Evaluation Methodology

Single-Turn Tasks

Applicable Subsets: Non-Live (Single-Turn), Live (Single-Turn)

Evaluation Methods:

  • AST Parsing (Abstract Syntax Tree): By parsing the function call parameter structure output by the model (such as Python/Java/JavaScript syntax trees), check if it conforms to predefined function signatures (parameter names, types, structures).
  • Executable Function Evaluation: Directly execute the function calls generated by the model to verify if they can run correctly in the API system (e.g., whether file operations are successful).
  • Relevance Detection: Determine whether the model calls functions relevant to the task (avoiding irrelevant function calls).

Characteristics:

  • Relies on static code parsing (AST) or dynamic execution results (Exec).
  • Does not involve multi-turn interaction, the user only initiates a single request.

Multi-Turn Tasks

Applicable Subsets: Base Multi-Turn, Augmented Multi-Turn (including missing parameters/functions/long context/complex scenarios)

Evaluation Methods:

  • State-based Evaluation: At the end of each dialogue turn, check whether the internal state of the API system (such as file system content, user data) matches the expected state (by comparing attribute values of the system state).

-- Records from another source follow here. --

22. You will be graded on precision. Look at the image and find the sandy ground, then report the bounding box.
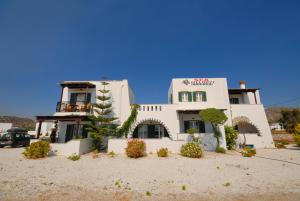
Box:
[0,147,300,201]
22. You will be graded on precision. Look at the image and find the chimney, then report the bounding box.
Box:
[240,81,246,89]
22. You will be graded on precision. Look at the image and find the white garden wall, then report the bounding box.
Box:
[50,138,92,156]
[108,138,186,154]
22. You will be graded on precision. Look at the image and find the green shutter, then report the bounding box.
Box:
[178,92,182,102]
[193,91,197,102]
[188,92,193,102]
[201,91,207,102]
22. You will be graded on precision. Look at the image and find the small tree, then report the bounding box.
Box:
[87,81,117,150]
[225,126,238,150]
[199,108,227,148]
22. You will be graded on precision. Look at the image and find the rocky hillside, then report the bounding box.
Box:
[266,107,299,123]
[0,116,35,130]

Applicable Scenarios: Write/delete operations (e.g., creating files, modifying databases).
  • Response-based Evaluation: Check whether the model's function call trajectory includes the minimum necessary path (i.e., key function call sequences), allowing for redundant steps (e.g., multiple ls to view directories). Applicable Scenarios: Read operations (e.g., querying weather, obtaining stock prices).

Termination Conditions:

  • End the current turn if the model does not output a valid function call.
  • Force termination if a single turn exceeds 20 steps, marking it as a failure.